Quando a geografia tinha dimensão humana: “No
passado, havia quem arriscasse a vida nas Índias ou nas Américas para trazer
coisas que hoje nos parecem irrisórias: madeiras de pau-brasil; corantes
vermelhos ou pimenta, tão loucamente apreciada no tempo de Henrique IV que a
Corte usava-a, em caixas de bombons, para mascar. Esses estímulos visuais ou
olfactivos, esse alegre calor para os olhos, delicioso queimar para a língua,
acrescentavam um registo novo ao teclado sensorial de uma civilização que não
suspeitava da sua sensaboria”. Estamos assim tão distantes desse tempo? Claude
Lévi-Strauss declarava, em 1955, “o fim das viagens”, esse momento em que o
antropólogo se encontrava “prisioneiro de uma alternativa: ora viajante antigo,
confrontado com um espectáculo prodigioso ao qual tudo ou quase tudo passaria
despercebido – ou pior, inspiraria troça e desprezo –; ora viajante moderno,
correndo atrás dos vestígios de uma realidade desaparecida”.
O dilema
permanece. O tempo, já se sabe, volta para trás, mas apenas na nossa mente. O
mundo, esse, segue o seu curso, indiferente. Contentemo-nos com os tais
“vestígios de uma realidade desaparecida”, enquanto eles, os vestígios, andam
por cá. Todavia, dá-se muitas vezes o caso, os vestígios, afinal, não são de
uma realidade desaparecida, mas sim de uma que ainda não apareceu.
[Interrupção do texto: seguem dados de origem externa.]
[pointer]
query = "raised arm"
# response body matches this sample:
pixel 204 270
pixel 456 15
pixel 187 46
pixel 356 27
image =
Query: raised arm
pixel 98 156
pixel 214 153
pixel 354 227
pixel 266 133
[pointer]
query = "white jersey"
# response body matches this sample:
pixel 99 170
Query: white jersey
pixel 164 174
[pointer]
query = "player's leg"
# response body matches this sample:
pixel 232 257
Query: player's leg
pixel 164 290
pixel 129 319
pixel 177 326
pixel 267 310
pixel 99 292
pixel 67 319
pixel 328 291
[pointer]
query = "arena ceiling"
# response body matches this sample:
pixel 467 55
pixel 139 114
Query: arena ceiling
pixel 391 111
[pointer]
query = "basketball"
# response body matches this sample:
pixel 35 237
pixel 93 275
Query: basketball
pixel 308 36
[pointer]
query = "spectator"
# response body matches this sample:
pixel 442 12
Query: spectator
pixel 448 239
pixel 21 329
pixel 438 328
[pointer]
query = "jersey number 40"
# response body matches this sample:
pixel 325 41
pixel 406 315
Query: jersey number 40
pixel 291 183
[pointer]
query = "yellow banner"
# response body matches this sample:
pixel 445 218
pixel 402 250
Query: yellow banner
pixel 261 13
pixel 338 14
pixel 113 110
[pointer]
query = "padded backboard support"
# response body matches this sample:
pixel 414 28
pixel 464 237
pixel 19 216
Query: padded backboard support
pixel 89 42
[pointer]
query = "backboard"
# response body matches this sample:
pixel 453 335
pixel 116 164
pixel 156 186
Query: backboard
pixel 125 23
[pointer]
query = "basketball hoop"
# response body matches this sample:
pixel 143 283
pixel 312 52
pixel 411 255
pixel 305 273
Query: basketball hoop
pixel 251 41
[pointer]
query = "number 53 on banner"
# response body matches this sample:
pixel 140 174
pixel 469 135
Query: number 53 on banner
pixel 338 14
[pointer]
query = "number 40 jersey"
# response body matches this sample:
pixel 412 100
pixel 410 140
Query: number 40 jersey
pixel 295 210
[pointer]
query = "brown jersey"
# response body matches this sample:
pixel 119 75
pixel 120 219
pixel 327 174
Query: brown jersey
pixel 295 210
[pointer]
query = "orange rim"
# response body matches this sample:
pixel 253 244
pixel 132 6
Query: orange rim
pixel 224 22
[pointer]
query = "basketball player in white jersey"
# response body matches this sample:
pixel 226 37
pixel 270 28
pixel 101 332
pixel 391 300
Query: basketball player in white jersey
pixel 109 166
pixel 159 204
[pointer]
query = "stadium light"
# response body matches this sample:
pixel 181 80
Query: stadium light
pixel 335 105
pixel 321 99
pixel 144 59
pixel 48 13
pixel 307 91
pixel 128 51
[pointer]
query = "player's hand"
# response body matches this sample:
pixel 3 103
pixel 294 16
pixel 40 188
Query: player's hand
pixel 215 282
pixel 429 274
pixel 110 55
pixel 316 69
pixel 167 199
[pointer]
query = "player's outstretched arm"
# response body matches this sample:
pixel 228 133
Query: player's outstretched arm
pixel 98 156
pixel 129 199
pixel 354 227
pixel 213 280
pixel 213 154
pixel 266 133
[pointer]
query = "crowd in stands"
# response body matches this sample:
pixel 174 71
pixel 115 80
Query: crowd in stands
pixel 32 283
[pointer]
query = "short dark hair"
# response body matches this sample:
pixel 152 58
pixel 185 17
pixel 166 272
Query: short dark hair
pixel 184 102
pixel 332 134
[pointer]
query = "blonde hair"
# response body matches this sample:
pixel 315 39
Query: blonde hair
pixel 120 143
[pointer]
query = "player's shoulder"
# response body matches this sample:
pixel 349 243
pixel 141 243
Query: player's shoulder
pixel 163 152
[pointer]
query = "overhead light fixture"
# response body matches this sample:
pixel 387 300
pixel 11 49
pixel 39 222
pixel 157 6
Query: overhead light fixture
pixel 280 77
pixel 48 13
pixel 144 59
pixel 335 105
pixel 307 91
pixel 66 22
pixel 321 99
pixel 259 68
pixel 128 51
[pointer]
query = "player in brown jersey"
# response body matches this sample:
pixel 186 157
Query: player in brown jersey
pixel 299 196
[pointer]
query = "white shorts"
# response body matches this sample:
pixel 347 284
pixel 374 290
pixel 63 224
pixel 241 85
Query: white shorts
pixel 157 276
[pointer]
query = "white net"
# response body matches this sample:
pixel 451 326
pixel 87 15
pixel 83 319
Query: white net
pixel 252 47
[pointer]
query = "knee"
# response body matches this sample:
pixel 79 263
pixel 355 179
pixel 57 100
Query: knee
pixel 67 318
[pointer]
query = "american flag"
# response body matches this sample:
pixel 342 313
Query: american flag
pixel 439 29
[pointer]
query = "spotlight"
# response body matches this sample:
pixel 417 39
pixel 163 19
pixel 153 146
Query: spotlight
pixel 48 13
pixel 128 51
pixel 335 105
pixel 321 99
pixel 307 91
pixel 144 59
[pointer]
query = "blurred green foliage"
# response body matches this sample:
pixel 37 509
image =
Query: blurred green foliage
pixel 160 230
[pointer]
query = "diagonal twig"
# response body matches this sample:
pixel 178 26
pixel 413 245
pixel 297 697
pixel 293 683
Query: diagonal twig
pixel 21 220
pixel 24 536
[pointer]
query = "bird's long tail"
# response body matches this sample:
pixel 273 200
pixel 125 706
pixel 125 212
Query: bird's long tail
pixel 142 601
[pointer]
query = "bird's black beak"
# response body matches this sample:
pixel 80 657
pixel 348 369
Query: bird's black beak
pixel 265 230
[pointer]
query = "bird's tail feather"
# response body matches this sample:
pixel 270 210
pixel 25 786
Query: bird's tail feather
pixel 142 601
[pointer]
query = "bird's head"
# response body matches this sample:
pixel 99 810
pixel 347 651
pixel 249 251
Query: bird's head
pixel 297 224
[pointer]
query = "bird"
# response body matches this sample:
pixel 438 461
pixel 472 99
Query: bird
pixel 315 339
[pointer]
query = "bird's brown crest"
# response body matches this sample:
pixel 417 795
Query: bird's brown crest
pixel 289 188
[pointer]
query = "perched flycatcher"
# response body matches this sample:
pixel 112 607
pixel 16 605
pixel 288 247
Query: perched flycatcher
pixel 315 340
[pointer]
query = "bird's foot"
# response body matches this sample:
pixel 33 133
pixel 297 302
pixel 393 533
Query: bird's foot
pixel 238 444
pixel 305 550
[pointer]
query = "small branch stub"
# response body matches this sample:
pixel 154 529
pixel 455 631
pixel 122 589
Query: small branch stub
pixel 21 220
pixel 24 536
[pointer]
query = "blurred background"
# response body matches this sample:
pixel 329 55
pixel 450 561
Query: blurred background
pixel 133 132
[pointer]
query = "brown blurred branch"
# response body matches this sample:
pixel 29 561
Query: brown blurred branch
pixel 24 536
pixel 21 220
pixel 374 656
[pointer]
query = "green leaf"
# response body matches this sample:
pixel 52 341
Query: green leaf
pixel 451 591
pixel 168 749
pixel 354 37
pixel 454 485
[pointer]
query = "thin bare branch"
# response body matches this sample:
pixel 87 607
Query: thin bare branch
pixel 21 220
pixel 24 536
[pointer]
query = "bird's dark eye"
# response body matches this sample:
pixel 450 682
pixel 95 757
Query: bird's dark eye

“Futurismo”, a palavra que ocorria para
descrever o que se passava em “Ten Ragas To a Disco Beat”, o álbum de 1982 em
que o indiano Charanjit Singh inventava, inadvertidamente, o “acid house” (a
história foi contada nestas páginas há dois anos), é também a expressão que
surge a propósito de “Ilectro!”, de Ilaiyaraaja, mais um capítulo de
arqueologia musical com selo da editora Finders Keepers dedicado ao maestro mais
notável das bandas sonoras da indústria cinematográfica Tamil.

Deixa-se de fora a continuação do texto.